В послевоенную пору тема майеровских фильмов об инстинктах оказалась столь притягательной, что практически каждое литературное произведение, близкое к ним, немедленно переносилось на экран, начиная с "Фрекен Юлии" Стриндберга (1922), "Власти тьмы" Л. Толстого (1924), крестьянской драмы Герхарта Гауптмана "Роза Бернд" (1919) и кончая драмой его брата Карла "Изгнание" (1923). Когда "Роза Бернд" появилась на нью-йоркском экране, один американский журнал опубликовал рецензию, которую спокойно можно отнести ко всем аналогичным фильмам независимо от их различных художественных достоинств: "В этой картине есть одна-единственная мораль, которая навязана вам судьбой героев и силами, вершащими ее. Кроме того, этот фильм… внушает вам, что слепые порывы бьют ключом из родника животных инстинктов". К массе этих экранизаций примыкал фильм Артура фон Герлаха "Хроника серого дома", снятый по одноименному рассказу Теодора Шторма, наполненному мрачной атмосферой средневековой саги.

Глава 9. Трудная дилемма

Немецкая душа, измученная навязчивыми образами тиранического произвола в мире хаоса, которым управляют инстинкты, и живущая под угрозой рока, скиталась в мрачном пространстве, подобно призрачному кораблю из "Носферату".

Пока темы тирании и инстинктов процветали на экране, немецкий кинематограф стал исподволь поставлять фильмы, где сквозило внутреннее желание решить трудную дилемму. Это желание безраздельно завладело немецким сознанием. Всякий, кто жил в те трудные годы в Германии, помнит, какая жажда духовного прибежища была у молодежи и интеллигенции. Многие искали успокоения в церкви, и энтузиазм этих новообращенных, обретших покой и внутреннюю уверенность, резко контрастировал с попытками молодых людей, рожденных в католической вере, поставить политику церкви на службу левонастроенным группам. Боясь остаться "без руля и без ветрил", многие бросались на первый зов появлявшихся, как грибы, пророков, которые спустя несколько лет безвозвратно канули в Лету. Особенно модным в ту пору был теософ Рудольф Штайнер. Он напоминал Гитлера тем, что рьяно сеял радужные иллюзии в омерзительной мелкобуржуазной немецкой душе.

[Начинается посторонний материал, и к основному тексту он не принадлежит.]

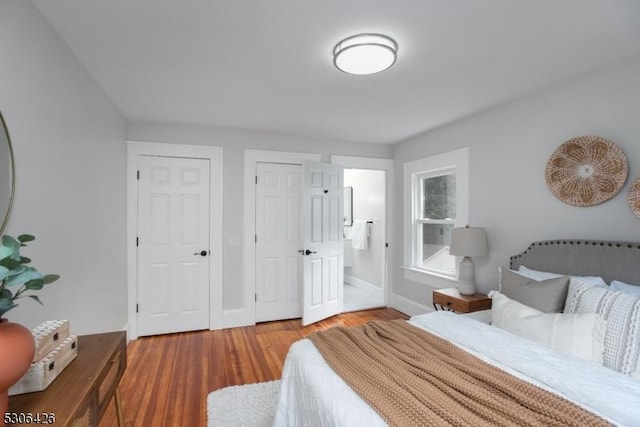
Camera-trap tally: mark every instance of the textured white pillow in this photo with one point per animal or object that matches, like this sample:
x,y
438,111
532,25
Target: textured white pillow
x,y
622,313
617,285
581,335
544,275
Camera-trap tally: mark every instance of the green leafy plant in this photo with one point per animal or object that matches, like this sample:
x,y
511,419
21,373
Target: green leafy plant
x,y
16,274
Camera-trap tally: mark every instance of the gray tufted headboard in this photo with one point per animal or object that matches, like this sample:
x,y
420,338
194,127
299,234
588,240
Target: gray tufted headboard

Кинематограф тоже предпринял некоторые попытки найти устойчивую модель внутреннего существования. Два фильма Людвига Бергера[69], оба выпущенные на экран в 1923 году, были характерны для одной из этих попыток: "Стакан воды" по одноименной комедии Скриба и "Потерянный башмачок" ("Золушка"), где мир волшебной сказки, перенесенный на экран, изобиловал разными формальными ухищрениями и арабесками. В оправдание столь "светлых" произведений в столь темном мире Бергер ссылался на опыт немецких романтиков.

В рекламном буклете, посвященном "Стакану воды", он писал: "Во времена нищеты и морального гнета гораздо острее, чем в пору внутренней уверенности и благоденствия, мы жаждем ясности и легкой игры. Сейчас идет много разговоров о "бегстве романтиков от жизни". Но то, что внешне выглядело у них бегством, на поверку оказывалось самым пристальным самоизучением… давало пищу и силы на долгие десятилетия житейской скудости и одновременно перекидывало мост к лучшему будущему". Ссылка Бергера на немецких романтиков только подчеркивает зскейпистский характер его собственных лент.